Quoi qu’il en soit, les guerres et les génocides du 20e siècle ont été les plus meurtriers de l’histoire. En utilisant des nombres absolus plutôt que relatifs, un ensemble de données sur les décès liés à la guerre depuis 1400 montre que la violence pourrait être cyclique plutôt qu’avoir une tendance à la baisse. Cela montre que le choix d’utiliser des chiffres absolus ou relatifs est très important.

Bien que les estimations relatives nous donnent une meilleure idée de la probabilité de mourir d’une mort violente à chaque période, elles sont faussées par la taille globale de la population. Les progrès du commerce et de la médecine signifient que plus d’entre nous vivent plus longtemps, de sorte que la proportion de morts violentes diminue même si le nombre en termes absolus pourrait augmenter. Ainsi, le déclin de la violence relative n’a peut-être rien à voir avec notre propension décroissante à la violence et tout à voir avec la médecine, la richesse et la technologie.

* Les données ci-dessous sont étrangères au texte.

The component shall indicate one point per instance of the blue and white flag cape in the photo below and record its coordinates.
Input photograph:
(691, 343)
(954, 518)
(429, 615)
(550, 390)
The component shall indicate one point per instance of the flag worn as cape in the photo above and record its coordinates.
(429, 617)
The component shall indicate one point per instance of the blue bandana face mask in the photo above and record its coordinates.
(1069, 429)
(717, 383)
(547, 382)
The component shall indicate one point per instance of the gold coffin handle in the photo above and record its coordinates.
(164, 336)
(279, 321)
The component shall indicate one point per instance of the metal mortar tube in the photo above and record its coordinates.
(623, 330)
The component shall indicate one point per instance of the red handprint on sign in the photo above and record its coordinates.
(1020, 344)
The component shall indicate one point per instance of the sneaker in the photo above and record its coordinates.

Par exemple, la croissance démographique, qui n’est pas entièrement liée à notre degré de violence, signifie que tuer plus de personnes en termes absolus peut toujours équivaloir à en tuer moins en termes relatifs. Si un million de Britanniques étaient tués en 1600, ce serait un taux relatif beaucoup plus élevé que de tuer cinq millions de Britanniques aujourd’hui, car la population est tellement plus nombreuse. Donc, si nous n’utilisons que des chiffres relatifs, nous semblons devenir plus pacifiques alors qu’en fait nous avons tué quatre millions de personnes de plus.

Pouvons-nous parvenir à la paix mondiale ?

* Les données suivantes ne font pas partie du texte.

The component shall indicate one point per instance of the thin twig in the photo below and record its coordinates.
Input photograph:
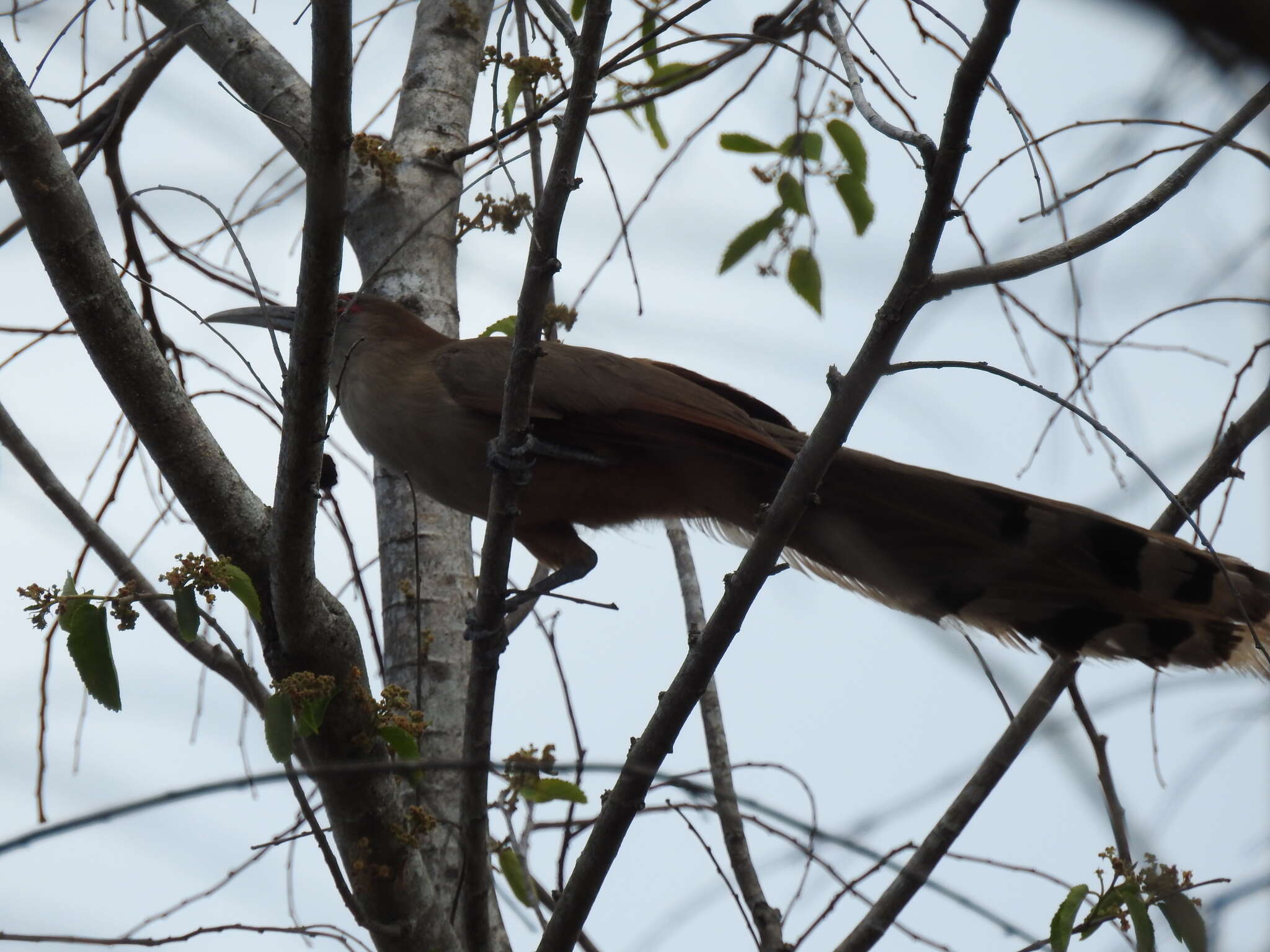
(766, 918)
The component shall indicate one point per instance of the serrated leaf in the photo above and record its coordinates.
(1185, 920)
(1065, 918)
(1143, 932)
(242, 588)
(69, 609)
(187, 612)
(647, 25)
(278, 728)
(670, 73)
(505, 327)
(654, 125)
(791, 193)
(515, 875)
(856, 200)
(1109, 904)
(807, 145)
(804, 277)
(851, 146)
(741, 143)
(515, 87)
(310, 715)
(403, 743)
(548, 788)
(89, 644)
(750, 236)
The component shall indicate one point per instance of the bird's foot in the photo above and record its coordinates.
(516, 462)
(520, 460)
(477, 632)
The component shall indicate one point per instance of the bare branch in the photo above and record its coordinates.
(488, 617)
(949, 827)
(118, 563)
(248, 63)
(1153, 201)
(766, 919)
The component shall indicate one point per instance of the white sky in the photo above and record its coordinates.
(882, 715)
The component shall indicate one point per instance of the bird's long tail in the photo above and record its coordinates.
(1021, 566)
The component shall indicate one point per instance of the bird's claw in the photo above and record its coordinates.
(516, 462)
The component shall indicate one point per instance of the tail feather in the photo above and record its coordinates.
(1025, 568)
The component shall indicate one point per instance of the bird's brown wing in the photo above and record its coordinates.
(578, 384)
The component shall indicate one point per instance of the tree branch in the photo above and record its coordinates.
(949, 827)
(849, 397)
(1153, 201)
(248, 63)
(117, 562)
(1220, 465)
(766, 919)
(512, 433)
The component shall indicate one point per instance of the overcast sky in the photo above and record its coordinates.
(883, 716)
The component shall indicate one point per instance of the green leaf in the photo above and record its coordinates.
(750, 236)
(505, 327)
(670, 73)
(278, 729)
(89, 644)
(804, 277)
(515, 875)
(741, 143)
(1185, 920)
(187, 612)
(243, 589)
(70, 609)
(403, 743)
(654, 125)
(791, 193)
(1109, 904)
(806, 145)
(856, 200)
(1142, 928)
(851, 146)
(311, 714)
(548, 788)
(515, 87)
(1061, 926)
(647, 25)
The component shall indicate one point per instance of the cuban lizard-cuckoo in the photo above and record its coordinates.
(625, 439)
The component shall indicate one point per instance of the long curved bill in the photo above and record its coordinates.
(271, 318)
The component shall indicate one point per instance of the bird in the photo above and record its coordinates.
(620, 439)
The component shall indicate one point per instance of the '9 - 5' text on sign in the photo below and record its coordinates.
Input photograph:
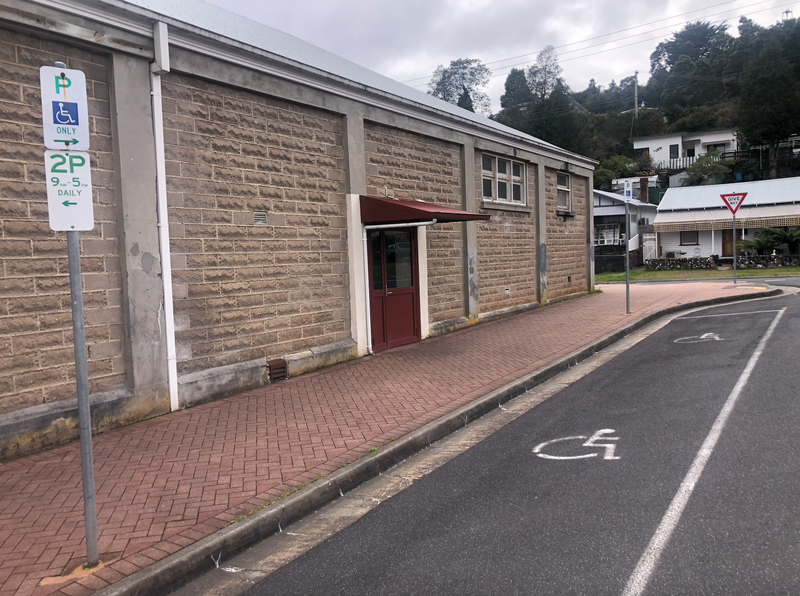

On peut affirmer avec plus de force que nous devenons plus pacifiques, mais pas à long terme. Les données des deux derniers siècles sont plus solides et contiennent des preuves d’une baisse des décès sur les champs de bataille depuis 1950 environ et de moins de guerres entre grandes puissances depuis 1600, mais on se demande s’il s’agit de tendances ou de moments simplement cycliques.

Il n’en reste pas moins que les données sont biaisées en faveur des guerres internationales et que les guerres civiles, surtout avant 1950, sont sous-estimées. De meilleures données là-bas aideraient probablement la thèse de la paix en nous donnant une image plus précise de l’étendue du conflit civil.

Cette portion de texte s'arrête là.